Действительно, изумительная способность Орлова мыслить на сце­не ощутима даже тогда, когда его герой почти безмолвен. Финальный акт "Дяди Вани" актер превратил в бесконечный внутренний монолог, в "зону молчания". Зритель словно впрямую приобщается к тому, что про­исходит в его герое, к колебаниям его сознания и эмоций. Как понятны обостренная тоска, безысходная горечь вопроса Войницкого: "Что же делать? Что дальше?" Дядя Ваня отсутствующим взглядом провожает Серебряковых — и он, и она его более не занимают. Любовь не раство­рила двери в содержательную прекрасную жизнь. Побег не состоялся. — Жжет здесь... — А Соня, милая Соня так некстати говорит, нежно обняв голову дя­ди, о небе в алмазах, о неосуществившихся мечтах о светлой жизни... И неожиданно (тут, может быть, берет свое начало новый путь героя, о котором мы, увы, ничего определенного уже не узнаем) Войницкий Ор­лова вдруг забывает свою боль и проникается трагедией чужой жизни— Сониной. Это — в его глазах и в одном простом движении. Он отвора­чивается от девушки: только бы не увидела его глаз, не угадала дум!

Показывая всю глубину обездоленности своего героя, Орлов дает легкий намек на его будущее возрождение. Художник не навязывает своей точки зрения, не ломает контуры образа — он лишь следит за тем, как его дядя Ваня узнает жестокую и мужественную правду о себе и о жизни. Он лишь анализирует Войницкого и открывает в этом анализе дорогу современно понятой вере в человека. Иначе и быть не могло — сегодня творчество художника питается той самой "жизнью светлой, прекрасной", о которой мечтал когда-то его герой.

Вера в человека у Орлова поистине неистребима. В театральной и литературной критике последних двух лет чеховского Кулыгина не раз клеймили как предшественника современного мещанина, как олицетво­рение сытой бескрылости и равнодушия.

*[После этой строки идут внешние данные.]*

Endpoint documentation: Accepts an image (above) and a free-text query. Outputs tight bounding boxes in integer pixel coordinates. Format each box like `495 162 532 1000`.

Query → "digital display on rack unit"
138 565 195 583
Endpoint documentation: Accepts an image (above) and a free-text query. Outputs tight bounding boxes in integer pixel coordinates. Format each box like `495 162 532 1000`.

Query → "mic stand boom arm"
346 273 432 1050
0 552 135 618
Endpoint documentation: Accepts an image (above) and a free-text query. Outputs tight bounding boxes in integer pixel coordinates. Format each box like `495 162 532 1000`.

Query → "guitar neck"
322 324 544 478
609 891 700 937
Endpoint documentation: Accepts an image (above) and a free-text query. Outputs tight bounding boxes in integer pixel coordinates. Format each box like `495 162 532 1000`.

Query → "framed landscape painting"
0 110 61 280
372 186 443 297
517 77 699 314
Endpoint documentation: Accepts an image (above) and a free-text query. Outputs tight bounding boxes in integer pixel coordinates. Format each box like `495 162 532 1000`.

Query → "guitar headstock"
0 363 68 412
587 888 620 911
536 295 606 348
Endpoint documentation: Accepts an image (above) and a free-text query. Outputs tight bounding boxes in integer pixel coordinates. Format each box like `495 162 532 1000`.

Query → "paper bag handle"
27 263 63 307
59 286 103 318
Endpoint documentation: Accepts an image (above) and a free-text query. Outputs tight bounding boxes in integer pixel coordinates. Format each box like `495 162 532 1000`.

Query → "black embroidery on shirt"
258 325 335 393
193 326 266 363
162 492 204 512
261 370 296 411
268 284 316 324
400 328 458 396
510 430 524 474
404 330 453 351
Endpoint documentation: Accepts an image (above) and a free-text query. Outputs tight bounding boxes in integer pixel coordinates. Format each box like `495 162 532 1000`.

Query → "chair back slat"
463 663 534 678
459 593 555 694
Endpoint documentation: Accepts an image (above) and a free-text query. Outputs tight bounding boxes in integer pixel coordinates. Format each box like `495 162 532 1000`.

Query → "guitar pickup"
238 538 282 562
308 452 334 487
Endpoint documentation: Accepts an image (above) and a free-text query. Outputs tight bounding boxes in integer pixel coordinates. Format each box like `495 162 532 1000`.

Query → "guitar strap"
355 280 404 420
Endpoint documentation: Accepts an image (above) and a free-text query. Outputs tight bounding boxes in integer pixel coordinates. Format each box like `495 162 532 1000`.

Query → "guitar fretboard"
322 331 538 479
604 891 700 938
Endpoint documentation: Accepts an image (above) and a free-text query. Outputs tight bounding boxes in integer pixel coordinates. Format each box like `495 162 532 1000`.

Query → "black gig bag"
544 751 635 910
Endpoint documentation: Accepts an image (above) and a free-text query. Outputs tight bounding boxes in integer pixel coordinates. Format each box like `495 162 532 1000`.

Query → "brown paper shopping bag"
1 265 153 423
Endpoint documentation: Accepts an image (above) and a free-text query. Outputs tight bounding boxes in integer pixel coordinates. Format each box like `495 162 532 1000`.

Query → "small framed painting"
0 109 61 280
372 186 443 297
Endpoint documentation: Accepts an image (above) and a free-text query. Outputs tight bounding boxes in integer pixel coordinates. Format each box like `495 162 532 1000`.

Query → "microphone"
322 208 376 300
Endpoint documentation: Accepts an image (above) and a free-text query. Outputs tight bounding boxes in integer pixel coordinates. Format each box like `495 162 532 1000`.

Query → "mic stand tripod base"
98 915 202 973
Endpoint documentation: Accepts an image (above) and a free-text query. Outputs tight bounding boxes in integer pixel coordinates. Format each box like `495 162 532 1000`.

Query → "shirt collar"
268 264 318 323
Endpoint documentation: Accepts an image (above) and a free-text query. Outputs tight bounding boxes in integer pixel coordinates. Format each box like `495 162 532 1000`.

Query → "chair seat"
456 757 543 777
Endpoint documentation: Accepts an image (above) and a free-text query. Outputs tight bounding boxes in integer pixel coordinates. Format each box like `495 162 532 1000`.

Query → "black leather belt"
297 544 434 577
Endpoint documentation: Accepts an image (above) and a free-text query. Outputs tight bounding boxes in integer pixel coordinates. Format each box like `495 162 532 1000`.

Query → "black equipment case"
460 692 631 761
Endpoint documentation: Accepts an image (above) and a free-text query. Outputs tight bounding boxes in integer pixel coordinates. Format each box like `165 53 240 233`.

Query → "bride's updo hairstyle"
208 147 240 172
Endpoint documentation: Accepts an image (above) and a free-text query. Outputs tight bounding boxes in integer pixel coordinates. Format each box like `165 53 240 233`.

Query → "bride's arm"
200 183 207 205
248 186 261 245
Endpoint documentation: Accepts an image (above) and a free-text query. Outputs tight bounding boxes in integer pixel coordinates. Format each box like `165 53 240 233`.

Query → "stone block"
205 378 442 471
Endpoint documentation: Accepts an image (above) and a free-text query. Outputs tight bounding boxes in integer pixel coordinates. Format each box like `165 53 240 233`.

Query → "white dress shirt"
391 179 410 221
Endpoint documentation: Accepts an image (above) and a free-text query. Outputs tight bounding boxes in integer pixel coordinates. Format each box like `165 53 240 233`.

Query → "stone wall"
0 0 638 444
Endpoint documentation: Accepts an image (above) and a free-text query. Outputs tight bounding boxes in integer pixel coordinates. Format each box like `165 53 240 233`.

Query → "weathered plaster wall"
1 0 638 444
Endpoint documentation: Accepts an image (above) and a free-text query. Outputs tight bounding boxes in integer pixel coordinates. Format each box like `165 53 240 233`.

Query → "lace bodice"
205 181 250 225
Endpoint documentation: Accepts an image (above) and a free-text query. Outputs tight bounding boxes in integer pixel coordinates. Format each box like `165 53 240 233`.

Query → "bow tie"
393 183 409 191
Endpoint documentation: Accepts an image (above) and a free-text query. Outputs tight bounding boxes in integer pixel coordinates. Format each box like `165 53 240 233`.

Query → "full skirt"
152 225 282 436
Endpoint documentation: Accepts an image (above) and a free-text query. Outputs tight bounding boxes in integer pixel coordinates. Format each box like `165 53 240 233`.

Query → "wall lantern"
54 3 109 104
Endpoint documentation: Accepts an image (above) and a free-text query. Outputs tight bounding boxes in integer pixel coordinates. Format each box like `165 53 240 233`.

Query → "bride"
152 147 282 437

Иначе решает этот образ Орлов. Его Кулыгин словно бы доводит до логического завершения стремление К. С. Станиславского и Вл. И. Немировича-Данченко раскрыть высокую поэзию, ясный суро­вый трагизм "Трех сестер". Немирович, непосредственно работавший с актером, не случайно снял финальную ремарку: "Кулыгин веселый, улыбающийся..."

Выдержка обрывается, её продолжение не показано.